Since 2011 there has been considerable interest from international investors in Africa. The prospect of high returns — matched by high risk — has brought more than $16bn in capital to the region from specialist private equity funds. But optimism that this will finance development needs to be tempered.

This is partly because capital flows have slowed. Indeed, only $2.5bn was invested in 2015 and $3.8bn in 2016 compared with the 2014 peak of $8.1bn. However, such cyclical slowdowns are typical of investment patterns in frontier markets and may reverse.

More problematic is that the majority of financing is going to sectors in Africa that have limited or no positive effects on economic growth.

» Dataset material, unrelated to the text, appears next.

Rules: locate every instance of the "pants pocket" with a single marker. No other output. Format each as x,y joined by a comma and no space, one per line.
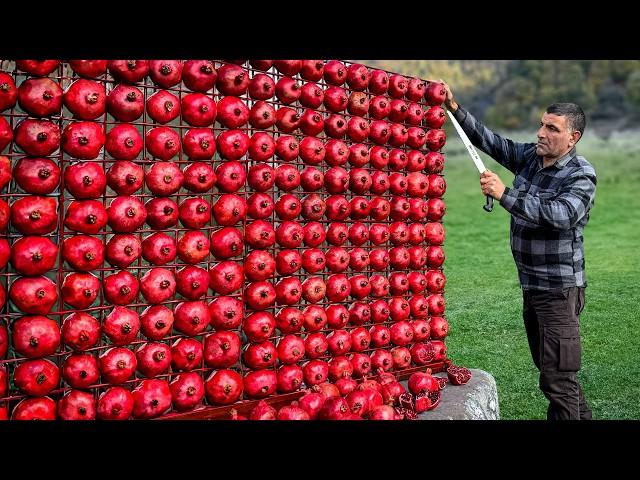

For example, the extractive sector received $4.8bn, or 21 per cent, and the consumer sector $3.2bn, or 14 per cent, of all funds but do not stimulate structural economic change. Similarly, the telecommunications sector received $5.7bn, or 25 per cent, of all funds despite already being well-funded, making incremental gains for growth small. By contrast manufacturing, a sector that is key to job creation and structural change in the economy, received a mere $0.6bn, or 3 per cent, of investments.

Some development finance institutions are trying to redress this. The UK’s CDC Group, for example, prioritises sectors that are underfunded and important to growth and is also investing exclusively in low-income countries. This is helpful but greater partnerships with private investors are needed to rebalance finance towards the right sectors for development.

There is a problem of the business model. Private equity funds typically finance mid-tier companies in need of capital to grow. But in low-income countries such supposedly bankable projects do not exist. Neither does an ecosystem of infrastructure and institutions needed to allow investments to succeed.

Policy efforts are focused on creating bankable projects. But this seems like a serious categorisation error. There are no bankable projects. And there won’t be until the infrastructure — especially power and transport — needed to support them is in place. And this will need a much more co-ordinated effort across governments, donors and private investors than is present today.

Judith Tyson is a research fellow at the Overseas Development Institute, a UK think-tank on international development and humanitarian issues.